Trade and competition policy

CHOCOSUISSE is committed to Switzerland as a production location and to functioning, fair competition in which competitors all have equal opportunities.

You can find our most recent position papers on the topic of trade and competition policy under Positions.

Access to the European market

The EU is the most important market for Swiss chocolate. Market access to EU countries is thus crucial. After Brexit, this is also true of Great Britain, one of the most important export markets for Swiss chocolate.

As part of the Bilateral Agreements II, many processed agricultural products were declared exempt from customs duties in mutual trade with the EU. But a free trade agreement in agriculture would also be important. Swiss manufacturers are still denied access to the European raw materials market because of domestic political opposition to such an agreement. This results in disadvantages in terms of raw material prices for Swiss manufacturers due to agricultural border protection.

In what is referred to as the “double zero” solution, Switzerland and the EU have agreed to mutually waive customs duties and duty drawback on sugar in processed products. This absence of compensatory measures means that tariff management of the raw material sugar must be geared to the European market price. Otherwise Swiss sugar processors would be put at a competitive disadvantage.

Access to non-European markets

Around three quarters of the chocolate produced in Switzerland is exported – to well over a hundred countries. Free trade agreements which guarantee non-discriminatory access to non-European markets are correspondingly important.

Compensation for disadvantages stemming from the protection of agricultural borders

The consequences of the protection of agricultural borders mean that milk powder and butter are much more expensive in Switzerland than abroad. If this disadvantage were not offset, Swiss chocolate manufacturers would have significant competitive disadvantages in comparison to their foreign counterparts.

Partial compensation is provided in the domestic market by the Federal Law on the import of agricultural products and in the export market by a private fund of the industry organisation “Milch”. The latter was established in 2019 as a private successor to the former “chocolate law”.

Both compensation solutions leave a price difference due to border protection. This puts Swiss manufacturers under pressure both at home and on the export market.
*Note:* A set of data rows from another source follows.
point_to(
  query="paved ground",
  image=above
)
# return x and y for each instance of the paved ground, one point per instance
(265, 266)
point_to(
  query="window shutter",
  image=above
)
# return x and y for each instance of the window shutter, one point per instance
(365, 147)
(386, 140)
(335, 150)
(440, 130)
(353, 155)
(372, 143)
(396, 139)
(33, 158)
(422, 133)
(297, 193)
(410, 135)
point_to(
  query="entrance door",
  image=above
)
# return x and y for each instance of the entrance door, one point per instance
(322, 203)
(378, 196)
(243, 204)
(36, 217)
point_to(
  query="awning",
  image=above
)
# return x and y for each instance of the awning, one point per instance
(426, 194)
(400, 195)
Exporters were at least granted the right to use the customs procedure of the inward processing procedure in 2019 as part of the abolition of the “chocolate law”. This opens access to foreign raw materials for subsequent re-export in processed form.

General agriculture policy

The Swiss chocolate industry processes about one third of Swiss sugar production and a significant proportion of Swiss milk production. Agricultural policy decisions affecting the supply of Swiss raw materials are therefore of relevance to Swiss chocolate manufacturers. This is why CHOCOSUISSE also regularly states its opinions on agricultural issues.